Secara keseluruhan, BEST mencatatkan kenaikan pendapatan sebesar 19,94% dari Rp532,79 miliar menjadi Rp639,08 miliar. Kenaikan pendapatan ini ditopang oleh kenaikan penjualan tanah yang juga menjadi sumber pendapatan utama perseroan hingga mencapai Rp565,21 miliar, naik sebesar 25,76% dari penjualan tahun lalu Rp449,41 miliar. Pendapatan lainnya diperoleh dari maintenance fee, service charges, air dan sewa sebesar Rp56,73 miliar dan pendapatan tambahan dari restaurant jepang, golf, dan coffee shop masing-masing senilai Rp3,44 miliar, Rp376 juta, dan Rp668 juta. Selain itu, perusahaan juga mencatatkan pendapatan dari accruing income baru yang belum ada pada periode sebelumnya yaitu hotel sebesar Rp2,91 miliar. Selebihnya sebesar Rp9,73 miliar diperoleh dari pendapatan lain-lain.

Seiring dengan kenaikan pendapatan, beban pokok pendapatan juga mengalami kenaikan sebesar 36,81% dari Rp143,82 miliar menjadi Rp196,77 miliar secara year on year.
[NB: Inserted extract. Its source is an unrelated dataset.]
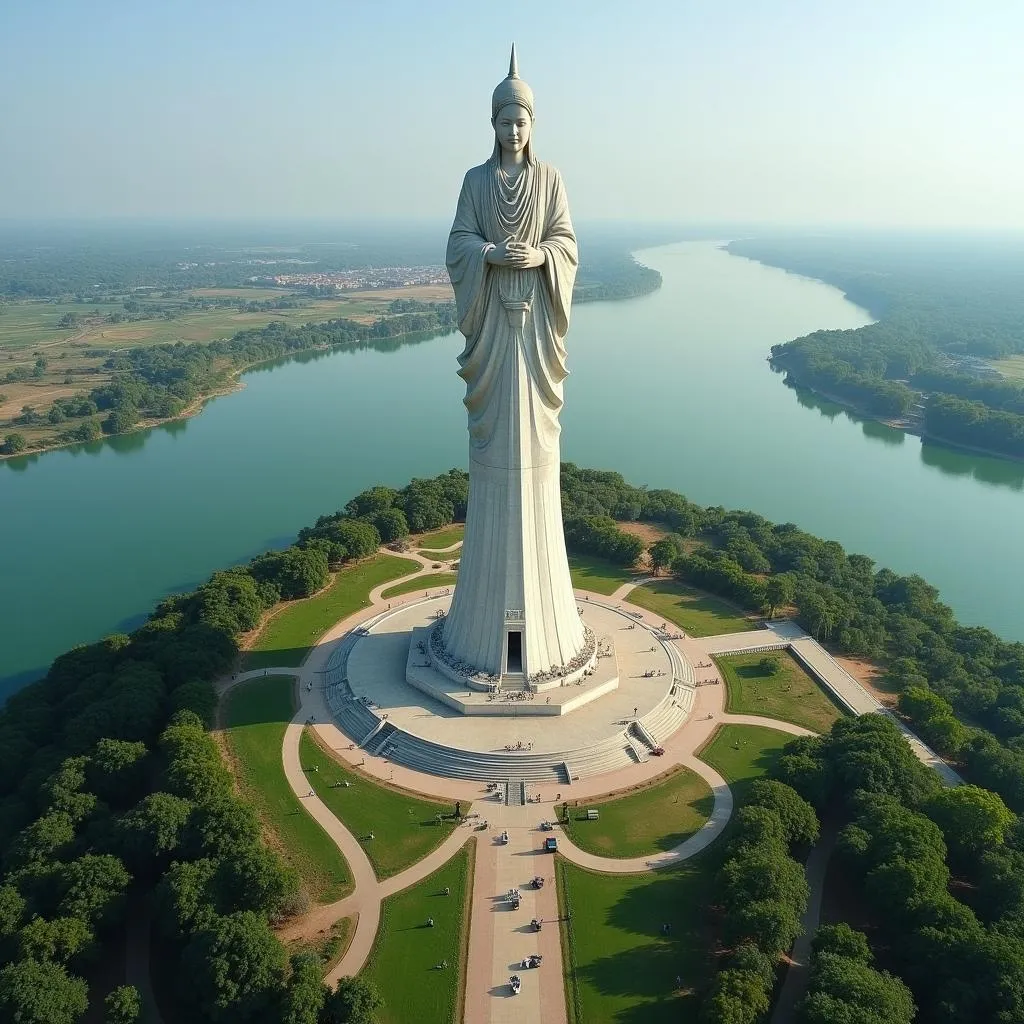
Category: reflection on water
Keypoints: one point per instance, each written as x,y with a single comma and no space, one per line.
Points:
1000,472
Sehingga laba bruto tercatat menjadi Rp442,31 miliar, naik sebesar 13,71% dari periode yang sama tahun lalu.

Meskipun mencatatkan kenaikan pendapatan, dari sisi bottom line, laba bersih perusahaan turun tipis sebesar 2,27% dari tahun lalu menjadi Rp283,25 miliar. Penurunan laba bersih tersebut disebabkan oleh selisih kurs yang mana pada periode yang sama tahun lalu BEST mencatatkan keuntungan kurs hingga Rp67,58 miliar sehingga mendapatkan tambahan pendapatan. Namun, pada kuartal III tahun ini perusahaan malah mencatatkan kerugian kurs sebesar Rp3,88 miliar.

Dengan demikian dapat disimpulkan bahwa meskipun perusahaan mencatatkan laba bersih yang stagnan dibandingkan dengan tahun lalu, namun kinerja perusahaan tetap terpantau meningkat karena dapat mengantongi kenaikan penjualan tanah meskipun dan tidak bertopang pada pendapatan tambahan dari keuntungan kurs seperti tahun lalu.